Emma arranges for Terzo to tutor 16-year-old Salvatore Dragonara. The lessons, however, seem to Terzo to be merely a cover for the Romeo-Juliet romance between poor, Communist Salvatore, a pacifist poet at heart, and his beloved Fiore Mastema, whose widowed mother, the Duchess Luminosa Mastema, is a hated and feared landlord with vast rural holdings.

Their sunshot romantic fable darkens as the peasants rise up to expropriate the land and come under attack by both the Italian army and bandit-mafiosi thugs hired by the Duchess Mastema. To his utter surprise Terzo finds himself called upon to devise real battle plans against apparently insurmountable odds. Will the lessons of Sun Tzu and Hannibal and Montecuccoli and Napoleon serve now, in this time of need? Have Terzo’s pupils been listening to him, despite their amorous dalliance?
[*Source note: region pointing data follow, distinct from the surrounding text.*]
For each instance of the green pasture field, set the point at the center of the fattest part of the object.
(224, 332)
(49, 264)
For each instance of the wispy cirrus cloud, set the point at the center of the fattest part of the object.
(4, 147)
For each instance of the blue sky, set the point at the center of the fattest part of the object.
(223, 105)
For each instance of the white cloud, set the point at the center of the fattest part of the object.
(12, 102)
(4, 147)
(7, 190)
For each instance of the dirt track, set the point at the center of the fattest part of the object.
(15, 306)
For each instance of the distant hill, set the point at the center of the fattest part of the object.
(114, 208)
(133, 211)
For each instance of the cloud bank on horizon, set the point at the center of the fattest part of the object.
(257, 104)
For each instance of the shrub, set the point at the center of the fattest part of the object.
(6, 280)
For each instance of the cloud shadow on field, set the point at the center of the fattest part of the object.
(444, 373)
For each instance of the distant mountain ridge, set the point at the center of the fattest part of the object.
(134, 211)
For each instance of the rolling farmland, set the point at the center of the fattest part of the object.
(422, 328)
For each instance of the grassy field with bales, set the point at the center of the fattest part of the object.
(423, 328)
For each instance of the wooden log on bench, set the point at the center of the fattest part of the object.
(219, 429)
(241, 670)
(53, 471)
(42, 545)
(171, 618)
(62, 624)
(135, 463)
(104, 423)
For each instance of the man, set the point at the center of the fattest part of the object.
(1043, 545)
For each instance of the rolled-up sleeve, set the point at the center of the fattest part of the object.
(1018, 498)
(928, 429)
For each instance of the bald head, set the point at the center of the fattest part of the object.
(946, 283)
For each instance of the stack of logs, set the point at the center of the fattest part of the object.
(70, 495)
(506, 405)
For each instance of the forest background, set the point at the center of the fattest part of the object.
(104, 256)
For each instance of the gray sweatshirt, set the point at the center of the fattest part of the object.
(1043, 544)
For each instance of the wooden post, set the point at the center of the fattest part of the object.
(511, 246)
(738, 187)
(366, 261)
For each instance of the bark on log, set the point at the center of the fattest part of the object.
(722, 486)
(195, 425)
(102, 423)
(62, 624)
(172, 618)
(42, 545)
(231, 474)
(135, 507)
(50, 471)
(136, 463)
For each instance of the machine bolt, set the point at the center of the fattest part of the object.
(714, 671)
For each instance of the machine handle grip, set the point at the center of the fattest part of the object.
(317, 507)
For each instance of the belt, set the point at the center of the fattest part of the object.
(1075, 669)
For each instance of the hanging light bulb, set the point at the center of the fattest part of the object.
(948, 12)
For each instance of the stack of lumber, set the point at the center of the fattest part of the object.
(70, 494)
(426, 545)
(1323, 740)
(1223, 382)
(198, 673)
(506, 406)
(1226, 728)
Prince of the Clouds is a fascinating meditation on war and love, on how to live and how to die, but it’s also a grand story filled with engaging characters. I have to say, Terzo’s historical battle descriptions are terrific. But then the author is simply a marvelous writer. Witness the scene as Colonel Terzo has caffe latte on his terrace in the morning: “The sheets hanging from the clotheslines between the railings billowed against the blue sky, buffeted by the shore breeze and snapping like sails in the wind. Signora Astraco, an early riser, leaned out the window and with some effort pushed the line forward with a bamboo reed. Ever so slowly, she moved the sheets away, raising the curtain on the city below.”

It is probably hubris on the author’s part to have the Prince of Lampedusa, who wrote that masterpiece The Leopard, say to Terzo: “What an amazing story. Excuse me for taking the liberty of listening in. I, too, am a military history buff. And you are someone I would like to know.” But frankly, Lampedusa and his spectacular evocations of Sicily do come to mind when reading this beautifully translated novel, as does Italo Calvino’s The Baron in the Trees. The flyleaf of Prince of the Clouds, a bestseller in Europe, compares it to Louis de Bernieres’s popular novel Corelli’s Mandolin. Myself, I think Gianni Riotta is leagues ahead in wit, depth, meaning, and delight.